Пани воеводша и Катря вскочили с места; женщины работавшие вместе с ними, заметались, завыли, мужчины схватились за оружие; но ни хозяйка имения, ни молодая девушка не были уверены в намерениях хлопов защищать господ; им невольно пришли на мысль все рассказы о происходивших по соседству неистовствах: как прислуга резала своих господ или выдавала их в руки казаков. В отчаянии они скрылись в самую дальнюю комнату и не знали, что им предпринять.
– Нет ли здесь где-нибудь скрытого места, где бы мы могли переждать опасность? – спросила Катря.

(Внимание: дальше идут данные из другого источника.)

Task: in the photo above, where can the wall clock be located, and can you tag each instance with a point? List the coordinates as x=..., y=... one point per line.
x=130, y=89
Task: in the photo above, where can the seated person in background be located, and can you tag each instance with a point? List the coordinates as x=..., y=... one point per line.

– Ведь они все сожгут, дитя мое!
– Но, может быть, какой-нибудь подвал?
– Подвал? – в раздумье повторила пани. – Есть подвалы, да что в них толку: гайдамаки по подвалам-то и пойдут, разыскивая вина… Разве вот что, – проговорила она, соображая, – есть у нас потайной ход, только я сама хорошенько не знаю, где он. Его завалили камнями и, говорят, что там ходят страшные привидения…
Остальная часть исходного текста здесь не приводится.